Nearly all of Ntalamo’s clients have canceled their upcoming trips. Unless things turn around, he may soon have no choice but to put his 12 employees on unpaid leave.
“People are being laid off in the tourism industry by the dozens in Africa at the moment,” said Andrew Campbell, the chief executive of Game Rangers Association of Africa. “All these things are happening because, without tourists, there is no money.”
Rangers and private game guards could be next.
South Africa, Botswana, Tanzania, Kenya and other African countries rely on tourism to fund wildlife conservation. In South Africa, for example, about 85% of 2018 funding for the country’s wildlife and public lands management authority, South Africa National Parks, came from tourism-related sources, such as park entry fees and trophy hunting permits.
Without that revenue, many parks, private reserves and community conservancies may not be able to pay employees.
Lynne MacTavish, the operations manager at Mankwe Wildlife Reserve in South Africa’s North West province, is doing everything she can to avoid such a scenario. Her 11,700-acre reserve should be crawling with visiting researchers and tourists. But since the coronavirus arrived, it’s just been her and a skeleton crew.
“We’re in a situation of zero income, and our expenses are actually going up all the time just trying to fight off the poachers and protect the reserve,” MacTavish said. “To say it’s desperate is an understatement. We’re really in crisis here.”
To avoid layoffs, MacTavish has stopped collecting a salary and has cut the pay of her fellow managers by 30%. But that will only keep the reserve above water for another three or four months. If things don’t improve, she may be forced to make difficult decisions.
“Our staff is made up of people from all parts of Southern Africa, and collectively they are supporting 131 dependents. Many of these dependents are from Malawi and Zimbabwe and other countries facing starvation,” MacTavish said. “They rely heavily on us in order to feed their families, and we can’t just turn our back on them.”
MacTavish expects to see more poaching in the coming months if the economic situation doesn’t improve. “We’ve had a few incursions recently, but I’m expecting an onslaught if this lockdown carries on for months on end.”
“We can expect not only poaching of rhinoceros and elephant and other iconic animals, but we can also expect a spike in bushmeat poaching across the continent,” he said. “There are going to be a lot of people that are not earning a living and they will turn on the natural world and you cannot blame them. These are hungry people.”
In the hopes of alleviating the situation, the Nature Conservancy, a U.S.-based environmental organization, recently began raising money for cash-strapped parks, conservancies and private reserves in Africa that need help paying rangers and guards.
While the full impact of the coronavirus on Africa’s wildlife remains to be seen, the events of the past two weeks illustrate the risks of relying too heavily on tourism to support conservation.

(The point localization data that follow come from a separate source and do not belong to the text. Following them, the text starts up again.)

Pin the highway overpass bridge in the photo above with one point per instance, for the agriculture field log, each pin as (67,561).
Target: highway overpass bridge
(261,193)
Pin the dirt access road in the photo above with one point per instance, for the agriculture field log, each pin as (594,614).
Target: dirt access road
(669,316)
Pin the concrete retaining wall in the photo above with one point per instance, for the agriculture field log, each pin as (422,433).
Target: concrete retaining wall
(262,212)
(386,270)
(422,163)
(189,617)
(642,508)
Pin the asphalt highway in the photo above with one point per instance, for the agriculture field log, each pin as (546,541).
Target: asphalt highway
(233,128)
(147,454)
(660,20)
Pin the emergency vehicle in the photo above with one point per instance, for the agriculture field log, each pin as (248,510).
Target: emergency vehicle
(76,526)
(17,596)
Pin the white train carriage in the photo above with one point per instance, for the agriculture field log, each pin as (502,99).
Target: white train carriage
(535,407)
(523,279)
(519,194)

Catherine Semcer, a research fellow with the Property and Environment Research Center in North Carolina, believes the only way to prevent this from happening again is to diversify the sources of revenue that support wildlife conservation.
“We don’t want to decouple conservation from tourism, but I think we need to expand the range of sectors that support it,” she said.
Until this happens, Africa’s wildlife will remain in jeopardy and conservationists like Jacobs will continue getting calls about orphaned baby rhinos.
“If I get called out 10 times a day, I’m going to fly 10 times a day. I’ll fly as long as the finances can hold it,” he said.